4. Representations can be implied, not just express
Claims in advertising may be express or implied. “Green” claims are particularly prone to containing implied representations which may present additional risk when considering advertising. They attract additional scrutiny from regulators and competitors because of their social value to customers, but also their scientific complexity. Remember to consider any implied, as well as express, messages that communications may convey.
5. Have reasonable grounds for making a claim about a future matter
“Green” marketing claims can often amount to representations with respect to future matters (e.g. aspirational statements about carbon neutral ambitions or forecasts about meeting certain emission reduction targets). A representation with respect to a future matter is deemed to be misleading unless its maker has reasonable grounds for making the representation. This heightens the importance of substantiation – which is particularly important for “green” claims.

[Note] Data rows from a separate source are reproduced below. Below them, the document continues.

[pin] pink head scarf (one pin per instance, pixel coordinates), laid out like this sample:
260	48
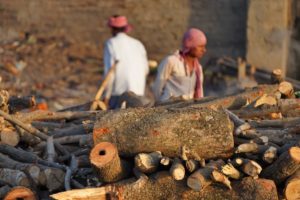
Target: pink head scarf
119	22
191	39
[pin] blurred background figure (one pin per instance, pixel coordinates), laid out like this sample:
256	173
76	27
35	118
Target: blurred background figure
132	68
180	74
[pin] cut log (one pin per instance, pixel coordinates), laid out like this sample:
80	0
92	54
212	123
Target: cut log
20	193
147	163
80	129
276	76
251	168
54	179
163	186
4	190
20	103
292	187
107	163
200	179
251	95
286	88
165	161
51	155
231	171
9	137
192	165
270	155
48	115
177	170
287	164
220	178
14	177
143	130
251	148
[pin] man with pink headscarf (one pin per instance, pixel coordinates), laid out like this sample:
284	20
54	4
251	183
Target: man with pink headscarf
132	67
180	74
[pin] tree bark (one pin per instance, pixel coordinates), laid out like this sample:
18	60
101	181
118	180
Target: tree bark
205	132
20	103
292	187
107	163
20	193
163	186
287	164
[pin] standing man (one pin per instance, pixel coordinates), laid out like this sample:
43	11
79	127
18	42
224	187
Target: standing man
180	74
132	68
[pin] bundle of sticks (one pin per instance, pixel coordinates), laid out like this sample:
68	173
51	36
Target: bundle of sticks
243	146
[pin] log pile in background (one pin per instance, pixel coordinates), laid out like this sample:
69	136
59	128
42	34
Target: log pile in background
176	150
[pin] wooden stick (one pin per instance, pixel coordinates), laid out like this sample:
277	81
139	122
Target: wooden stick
30	129
20	193
103	85
287	164
147	163
292	187
177	170
14	177
200	179
50	150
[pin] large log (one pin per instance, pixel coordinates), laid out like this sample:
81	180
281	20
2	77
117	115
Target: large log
205	132
163	186
20	193
292	187
287	164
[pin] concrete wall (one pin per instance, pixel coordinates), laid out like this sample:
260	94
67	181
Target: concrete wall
268	33
158	23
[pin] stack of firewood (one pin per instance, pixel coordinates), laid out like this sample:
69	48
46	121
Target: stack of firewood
244	146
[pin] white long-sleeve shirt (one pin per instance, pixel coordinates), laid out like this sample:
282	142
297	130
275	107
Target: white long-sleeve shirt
132	68
173	80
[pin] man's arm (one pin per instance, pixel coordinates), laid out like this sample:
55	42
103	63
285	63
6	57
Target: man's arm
108	62
163	74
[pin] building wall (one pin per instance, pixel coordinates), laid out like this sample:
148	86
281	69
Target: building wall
268	33
159	24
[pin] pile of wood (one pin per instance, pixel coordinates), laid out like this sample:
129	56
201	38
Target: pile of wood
244	146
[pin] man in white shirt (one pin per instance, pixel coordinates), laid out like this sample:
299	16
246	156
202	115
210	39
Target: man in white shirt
132	68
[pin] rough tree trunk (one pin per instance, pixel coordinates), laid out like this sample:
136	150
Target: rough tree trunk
163	186
284	166
107	163
206	133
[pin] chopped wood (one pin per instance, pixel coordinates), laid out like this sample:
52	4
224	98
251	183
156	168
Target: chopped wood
276	76
165	161
9	137
200	179
191	165
284	166
4	190
231	171
107	163
163	186
20	103
14	177
147	163
220	178
177	170
265	100
286	88
176	128
20	193
292	187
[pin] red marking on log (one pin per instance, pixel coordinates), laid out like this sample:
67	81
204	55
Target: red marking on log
155	133
98	132
267	184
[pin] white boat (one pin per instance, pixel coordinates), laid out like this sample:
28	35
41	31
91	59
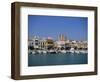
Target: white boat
72	50
44	51
39	51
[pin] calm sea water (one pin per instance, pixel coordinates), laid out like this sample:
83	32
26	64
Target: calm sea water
57	59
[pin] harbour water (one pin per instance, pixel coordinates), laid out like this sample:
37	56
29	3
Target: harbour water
57	59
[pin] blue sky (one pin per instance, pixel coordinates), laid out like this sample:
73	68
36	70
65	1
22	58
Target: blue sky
74	28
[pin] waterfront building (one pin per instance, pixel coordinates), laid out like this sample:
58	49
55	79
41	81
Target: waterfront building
49	43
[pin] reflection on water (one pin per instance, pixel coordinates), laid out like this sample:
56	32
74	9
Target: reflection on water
57	59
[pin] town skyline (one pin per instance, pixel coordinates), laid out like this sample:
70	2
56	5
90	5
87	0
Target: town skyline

6. Be extra careful about aspirational claims
Aspirational claims can be particularly fraught. As we discuss in golden rule #5, an aspirational claim can be a form of representation with respect to future matters. This means that, e.g., carbon neutral goals or commitments must be objectively based on reasonable grounds – you can’t just pick a figure and hope for the best. The level of substantiation will depend on whether absolute or qualifying language is used. How you couch the claim will also depend on whether it is aspirational or a “stretch goal”.
The private sector is increasingly being recognised for the leading role it can play in combatting climate change. While navigating this area can be complex, it also presents an exciting time and opportunity for businesses and organisations. Organisations have a chance to demonstrate their values – and authenticity, clarity and substantiation will be the key to success.